After graduating from Boston College, Cain founded the Boston Shakespeare Company and stayed for seven seasons—from 1975-1982—first at a church in the Back Bay and later at Horticultural Hall, an ornate nineteenth-century edifice located across from Symphony Hall. Though the company closed in 1985 due to a lack of funds, it is credited for paving the way for many local troupes that have since transformed Boston into a hub for live stage events.

Cain then moved to the Lower East of Manhattan to teach, and he also kept writing. He wrote a play, Stand Up Tragedy, which was first produced in 1989 and was about the school where he taught and the violence he saw in the neighborhood.

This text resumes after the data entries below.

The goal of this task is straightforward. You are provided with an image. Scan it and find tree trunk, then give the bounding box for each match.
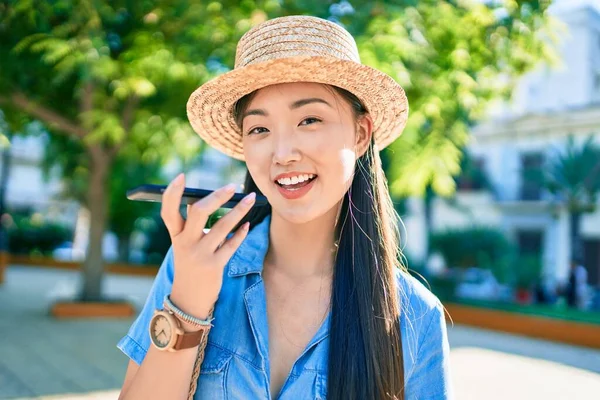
[80,148,110,302]
[119,234,130,263]
[569,211,584,260]
[423,185,435,260]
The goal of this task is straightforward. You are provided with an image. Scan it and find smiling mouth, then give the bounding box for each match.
[275,175,318,190]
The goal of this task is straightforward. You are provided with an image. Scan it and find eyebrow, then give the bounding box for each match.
[242,97,333,119]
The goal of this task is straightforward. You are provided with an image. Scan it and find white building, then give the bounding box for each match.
[405,0,600,285]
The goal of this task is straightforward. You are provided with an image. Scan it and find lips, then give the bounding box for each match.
[275,176,318,200]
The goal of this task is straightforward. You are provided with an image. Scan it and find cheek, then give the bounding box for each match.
[339,149,356,184]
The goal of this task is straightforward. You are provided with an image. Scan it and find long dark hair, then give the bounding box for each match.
[234,85,405,400]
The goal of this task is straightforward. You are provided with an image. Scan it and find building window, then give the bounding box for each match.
[517,230,544,256]
[520,153,544,201]
[456,154,487,191]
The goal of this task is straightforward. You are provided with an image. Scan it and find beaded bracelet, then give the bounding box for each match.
[164,294,214,327]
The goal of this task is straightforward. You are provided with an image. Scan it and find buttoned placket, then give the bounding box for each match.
[244,273,331,400]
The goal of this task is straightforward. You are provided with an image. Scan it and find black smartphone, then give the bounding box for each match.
[127,184,268,208]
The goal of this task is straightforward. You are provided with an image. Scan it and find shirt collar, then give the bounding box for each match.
[228,214,271,276]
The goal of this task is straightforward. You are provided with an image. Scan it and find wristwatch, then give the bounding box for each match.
[149,309,210,352]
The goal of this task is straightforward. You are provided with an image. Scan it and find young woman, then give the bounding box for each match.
[118,16,453,400]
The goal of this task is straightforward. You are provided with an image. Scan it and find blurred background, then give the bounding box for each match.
[0,0,600,399]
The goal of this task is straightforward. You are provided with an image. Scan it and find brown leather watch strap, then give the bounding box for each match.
[173,329,206,350]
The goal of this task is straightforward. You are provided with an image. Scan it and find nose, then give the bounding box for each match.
[273,135,301,165]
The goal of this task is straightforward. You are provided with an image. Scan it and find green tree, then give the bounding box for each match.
[0,0,551,300]
[539,135,600,259]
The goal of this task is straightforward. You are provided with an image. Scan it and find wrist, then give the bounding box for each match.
[169,286,216,320]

He then landed contract work to be writer and producer of the ABC series, “Nothing Sacred,” about a questioning priest. It was boycotted by the Catholic League and later cancelled by the network, despite winning the Peabody Award and the 1998 Humanitas Prize.

Cain still writes for the small screen; one of his current projects includes writing an episode of House of Cards for Netflix. He’s also at work on a play on Robert Lincoln and the birth of the Republican Party, as well as a play on painter Thomas Eakins. “And I’m still working on a screenplay on the life and work of Greg Boyle, a Jesuit priest who was my roommate for 15 years, who ministers to young people in the Pico/Aliso District in East Los Angeles,” Cain said. “I originally wrote it under contract for Columbia TriStar, but it didn’t get made. So they turned it over to Greg, and I’ll get back to work on it someday soon.”

The process of creating a new work is an arduous one, he said. He workshops many of his plays at the Ojai Playwrights Conference, an arts enclave 65 miles north of Los Angeles, California; he credits the producers, directors, and fellow writers there with helping him shape his works, and said he is always learning, always re-working his scripts.

Cain said his priestly calling is writing, but he also regularly celebrates Mass in a parish in New York City. If he gave up writing, he said he would return to teaching.

“God wanted me to teach children, especially those children in sixth, seventh, and eighth grades in tough neighborhoods,” he said. “But for now, it’s all about the writing.”